Open aboba opened 4 years ago
Hi Bernard, thanks for keeping us up-to-date!
We have not been able to upgrade to the latest version of the Google code yet, but are working on it. That Insertable Streams API looks a priori extremely promising, if it does what I think it does, and if so then I am pretty sure we want to integrate it ASAP. But the upgrade to Google's latest code (on-going on the experimental/undock
branch) precludes that; we are now waiting on microsoft/winrtc to provide parity on video capture with what we have currently with webrtc-uwp-sdk, which is scheduled to happen soon. Until then we cannot switch to that branch, as we have no video on UWP, so that would be a regression compared to our current master
state.
@djee-ms One of the goals of the Insertable Streams Origin Trial is to gather feedback on the API from developers. @alvestrand had a question about how much meta-data might need to be inserted within the "Insertable Stream". This might affect the interaction with congestion control. Are we talking about ~10 B of meta-data or 1 KB?
We didn't investigate a lot, but my intuition is much closer to 1 KB than 10 B; for 10 B you can already make some fake RTP header extension, but the biggest problem is the size limit. Typical use is passing a camera matrix associated with the head pose, so at best 3-4 floats (12-16 B), and that's already too big I think for 1 RTP header extension, you need 2. And that's really the bare minimum info needed, I expect developers to make good use of more space.

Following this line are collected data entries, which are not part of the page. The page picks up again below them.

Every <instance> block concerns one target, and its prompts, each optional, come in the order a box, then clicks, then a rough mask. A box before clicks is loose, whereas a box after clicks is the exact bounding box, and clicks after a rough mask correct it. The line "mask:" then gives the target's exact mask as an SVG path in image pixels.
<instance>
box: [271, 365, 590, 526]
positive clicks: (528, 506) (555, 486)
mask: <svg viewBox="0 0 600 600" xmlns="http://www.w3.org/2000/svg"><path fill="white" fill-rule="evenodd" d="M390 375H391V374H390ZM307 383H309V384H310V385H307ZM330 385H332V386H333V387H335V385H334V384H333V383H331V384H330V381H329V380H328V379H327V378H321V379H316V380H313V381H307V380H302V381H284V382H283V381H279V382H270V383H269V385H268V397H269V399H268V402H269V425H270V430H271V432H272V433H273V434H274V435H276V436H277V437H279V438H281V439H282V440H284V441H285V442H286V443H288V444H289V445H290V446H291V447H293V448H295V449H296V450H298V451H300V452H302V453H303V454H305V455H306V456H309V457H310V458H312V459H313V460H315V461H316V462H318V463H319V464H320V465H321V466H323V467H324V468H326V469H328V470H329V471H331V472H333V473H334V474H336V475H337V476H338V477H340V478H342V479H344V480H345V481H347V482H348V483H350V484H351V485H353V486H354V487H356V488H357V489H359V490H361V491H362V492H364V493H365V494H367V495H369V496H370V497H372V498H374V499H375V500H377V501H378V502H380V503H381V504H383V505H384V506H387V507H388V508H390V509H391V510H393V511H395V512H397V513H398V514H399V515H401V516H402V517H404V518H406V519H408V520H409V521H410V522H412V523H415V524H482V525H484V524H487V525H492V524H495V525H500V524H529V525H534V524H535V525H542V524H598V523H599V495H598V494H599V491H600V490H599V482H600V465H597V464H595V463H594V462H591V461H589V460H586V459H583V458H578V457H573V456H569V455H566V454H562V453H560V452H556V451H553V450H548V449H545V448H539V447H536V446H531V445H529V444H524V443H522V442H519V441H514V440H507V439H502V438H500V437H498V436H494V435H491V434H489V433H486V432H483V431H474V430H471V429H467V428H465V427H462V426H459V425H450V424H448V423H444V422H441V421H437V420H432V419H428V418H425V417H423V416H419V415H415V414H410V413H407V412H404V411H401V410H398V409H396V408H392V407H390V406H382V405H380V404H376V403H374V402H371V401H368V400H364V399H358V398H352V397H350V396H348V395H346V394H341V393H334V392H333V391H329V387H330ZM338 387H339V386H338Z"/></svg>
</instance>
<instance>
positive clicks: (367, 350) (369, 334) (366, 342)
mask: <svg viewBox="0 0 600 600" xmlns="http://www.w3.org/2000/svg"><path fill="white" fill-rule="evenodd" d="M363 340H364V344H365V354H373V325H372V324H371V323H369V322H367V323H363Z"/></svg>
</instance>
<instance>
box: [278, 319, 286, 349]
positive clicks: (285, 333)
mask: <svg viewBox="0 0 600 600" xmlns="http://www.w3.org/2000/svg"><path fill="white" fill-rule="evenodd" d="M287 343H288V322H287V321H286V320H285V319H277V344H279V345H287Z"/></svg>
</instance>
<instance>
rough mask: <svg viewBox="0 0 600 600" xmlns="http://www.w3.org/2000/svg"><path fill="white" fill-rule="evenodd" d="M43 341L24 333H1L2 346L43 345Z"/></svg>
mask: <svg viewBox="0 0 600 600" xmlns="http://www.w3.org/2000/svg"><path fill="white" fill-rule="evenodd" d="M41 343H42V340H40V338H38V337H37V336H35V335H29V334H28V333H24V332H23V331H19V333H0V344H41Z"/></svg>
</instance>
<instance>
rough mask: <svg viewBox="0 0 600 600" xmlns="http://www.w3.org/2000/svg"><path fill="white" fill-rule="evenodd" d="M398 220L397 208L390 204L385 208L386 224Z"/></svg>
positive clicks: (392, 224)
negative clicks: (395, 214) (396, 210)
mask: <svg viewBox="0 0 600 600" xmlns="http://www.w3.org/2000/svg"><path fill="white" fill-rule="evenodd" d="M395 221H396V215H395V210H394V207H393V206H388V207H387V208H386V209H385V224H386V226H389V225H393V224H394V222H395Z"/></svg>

It would be interesting to know the threshold at which the interaction with congestion control needs to be considered. If there's some strong implementation reasons to keep it in the low 100s of bytes, perhaps that'd be workable for the scenarios we currently know about (a handful of transforms + some user data). But as Jerome says, if we can avoid making devs worry about this limit, that'd be great.
Chrome (and Edge) WebRTC implementations now have experimental support for the Insertable Streams API.
This API makes it possible to communicate metadata along with audio and video, keeping it in sync.
A presentation on the API can be found here.
An article on its use in AR is here
Is it possible to support this API, given that it requires passing parameters within
RTCConfiguration
?